Don’t date a poet
We’ll write you a hundred sappy sonnets
only three of which will ever be any good
all because William-fucking-Shakespeare
wrote 154 and bard is still a title we respect.
We’ll quote Pablo Neruda and Elizabeth Barrett Browning,
and eroticize you in ways you didn’t think possible
until you realize that innovative turn of phrase
is still a respected part of the craft
and all of us have this egotistical desire
to create something original.
The worst part though, is you’ll never see them,
because poets are hoarders of words
so… where’s our reality tv show?
Our documents folder and notebooks overflow with you
but you’ll only see a fraction. At least until
we’re up on stage shaking free psalms
like children under a cherry tree in July.
Dirty laundry is a synonym for inspiration,
because it’s an integral part of our truth.
We’re storytellers of the worst kind
lovers of the slant rhyme
perpetually unsatisfied because everything
is always still a work in progress.
And if half of us can’t even commit to writing in pen
because erasing makes editing easier,
what does that say about our human interactions?

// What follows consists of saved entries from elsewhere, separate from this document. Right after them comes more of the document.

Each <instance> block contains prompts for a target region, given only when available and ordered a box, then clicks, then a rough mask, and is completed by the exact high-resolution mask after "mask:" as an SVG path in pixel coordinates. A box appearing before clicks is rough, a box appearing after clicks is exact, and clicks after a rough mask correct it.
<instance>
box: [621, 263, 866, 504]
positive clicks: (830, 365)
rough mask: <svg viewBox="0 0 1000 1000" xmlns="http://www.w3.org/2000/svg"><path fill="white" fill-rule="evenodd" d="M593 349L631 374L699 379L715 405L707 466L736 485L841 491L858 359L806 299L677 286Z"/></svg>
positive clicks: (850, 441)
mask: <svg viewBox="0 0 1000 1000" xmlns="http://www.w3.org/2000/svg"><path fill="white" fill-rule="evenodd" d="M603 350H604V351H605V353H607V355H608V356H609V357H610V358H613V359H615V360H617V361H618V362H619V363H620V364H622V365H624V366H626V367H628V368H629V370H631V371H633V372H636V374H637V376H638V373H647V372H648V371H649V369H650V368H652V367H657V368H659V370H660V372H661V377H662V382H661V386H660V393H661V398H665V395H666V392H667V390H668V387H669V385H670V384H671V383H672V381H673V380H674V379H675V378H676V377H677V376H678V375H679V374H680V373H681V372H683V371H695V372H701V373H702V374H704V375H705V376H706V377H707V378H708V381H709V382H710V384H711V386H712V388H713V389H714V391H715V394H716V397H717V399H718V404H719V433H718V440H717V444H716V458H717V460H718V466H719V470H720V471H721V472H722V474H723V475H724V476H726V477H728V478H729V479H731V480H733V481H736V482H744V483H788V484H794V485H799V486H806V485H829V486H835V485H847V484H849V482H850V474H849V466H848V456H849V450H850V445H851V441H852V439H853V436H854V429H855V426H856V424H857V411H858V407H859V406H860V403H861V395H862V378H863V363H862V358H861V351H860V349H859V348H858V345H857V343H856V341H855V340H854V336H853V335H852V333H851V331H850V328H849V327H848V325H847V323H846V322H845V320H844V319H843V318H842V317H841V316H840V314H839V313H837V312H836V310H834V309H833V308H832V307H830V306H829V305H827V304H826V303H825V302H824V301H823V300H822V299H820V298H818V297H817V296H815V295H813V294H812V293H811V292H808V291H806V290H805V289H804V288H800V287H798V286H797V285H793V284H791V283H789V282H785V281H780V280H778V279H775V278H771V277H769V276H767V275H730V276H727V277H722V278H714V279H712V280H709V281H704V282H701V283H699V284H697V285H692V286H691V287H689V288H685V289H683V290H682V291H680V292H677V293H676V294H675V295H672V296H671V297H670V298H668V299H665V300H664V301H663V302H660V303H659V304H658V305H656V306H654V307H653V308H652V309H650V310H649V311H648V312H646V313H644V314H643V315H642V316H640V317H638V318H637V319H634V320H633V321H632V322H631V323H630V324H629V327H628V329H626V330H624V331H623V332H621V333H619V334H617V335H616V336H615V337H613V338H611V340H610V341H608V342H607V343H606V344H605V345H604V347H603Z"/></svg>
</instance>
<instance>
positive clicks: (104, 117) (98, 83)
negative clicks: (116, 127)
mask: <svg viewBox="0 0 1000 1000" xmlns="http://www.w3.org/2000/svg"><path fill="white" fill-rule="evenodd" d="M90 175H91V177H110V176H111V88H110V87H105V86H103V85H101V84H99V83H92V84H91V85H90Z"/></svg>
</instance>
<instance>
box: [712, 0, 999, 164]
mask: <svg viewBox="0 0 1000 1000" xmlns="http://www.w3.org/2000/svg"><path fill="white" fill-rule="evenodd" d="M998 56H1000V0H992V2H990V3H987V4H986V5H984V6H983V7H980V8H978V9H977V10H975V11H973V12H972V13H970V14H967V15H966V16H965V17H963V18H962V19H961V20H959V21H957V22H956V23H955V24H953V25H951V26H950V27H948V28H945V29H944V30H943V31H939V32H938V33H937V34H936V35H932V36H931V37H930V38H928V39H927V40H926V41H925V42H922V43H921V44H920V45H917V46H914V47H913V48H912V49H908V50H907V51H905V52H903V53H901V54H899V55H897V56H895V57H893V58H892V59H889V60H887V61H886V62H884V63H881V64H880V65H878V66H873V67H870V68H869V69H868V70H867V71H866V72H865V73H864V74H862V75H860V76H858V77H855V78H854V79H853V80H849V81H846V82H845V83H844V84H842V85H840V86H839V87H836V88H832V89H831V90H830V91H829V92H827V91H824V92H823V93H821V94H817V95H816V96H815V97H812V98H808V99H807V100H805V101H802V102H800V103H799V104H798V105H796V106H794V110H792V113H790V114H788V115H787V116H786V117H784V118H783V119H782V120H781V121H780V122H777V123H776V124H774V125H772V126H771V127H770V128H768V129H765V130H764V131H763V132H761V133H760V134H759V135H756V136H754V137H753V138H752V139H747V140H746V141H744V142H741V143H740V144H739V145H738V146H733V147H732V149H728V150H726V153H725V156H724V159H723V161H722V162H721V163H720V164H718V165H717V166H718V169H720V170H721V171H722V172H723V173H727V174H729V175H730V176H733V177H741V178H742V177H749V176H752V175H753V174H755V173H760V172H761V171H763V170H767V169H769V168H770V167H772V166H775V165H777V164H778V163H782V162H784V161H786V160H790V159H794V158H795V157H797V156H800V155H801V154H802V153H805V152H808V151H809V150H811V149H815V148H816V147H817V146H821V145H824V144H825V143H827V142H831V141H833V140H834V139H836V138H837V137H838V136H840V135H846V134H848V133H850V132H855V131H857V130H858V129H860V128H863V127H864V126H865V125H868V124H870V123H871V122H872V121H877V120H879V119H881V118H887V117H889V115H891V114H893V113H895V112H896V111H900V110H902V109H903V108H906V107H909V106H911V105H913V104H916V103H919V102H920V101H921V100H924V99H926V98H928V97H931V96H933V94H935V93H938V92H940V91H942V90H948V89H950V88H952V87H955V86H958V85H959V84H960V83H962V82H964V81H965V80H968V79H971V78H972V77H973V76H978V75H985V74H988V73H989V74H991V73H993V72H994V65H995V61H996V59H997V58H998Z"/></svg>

Our text messages may be garbled
like a William S. Burroughs cut-up
or crafted like the haiku of Basho.
There’s very little in-between
unless it’s between the lines.
Don’t date a poet unless you can
put up with puns and keep
a thesaurus by the bed.
Our foot fetish is with a meter --
counting syllables to shoe them into neatly ordered lines.
Do you want to be another title in my next chapbook?
how about a thinly veiled metaphor for everything that makes me sad?
Seriously?! You - you don’t mind?
Then let’s get coffee sometime.
I know this great place down the street…
they host poetry readings every week.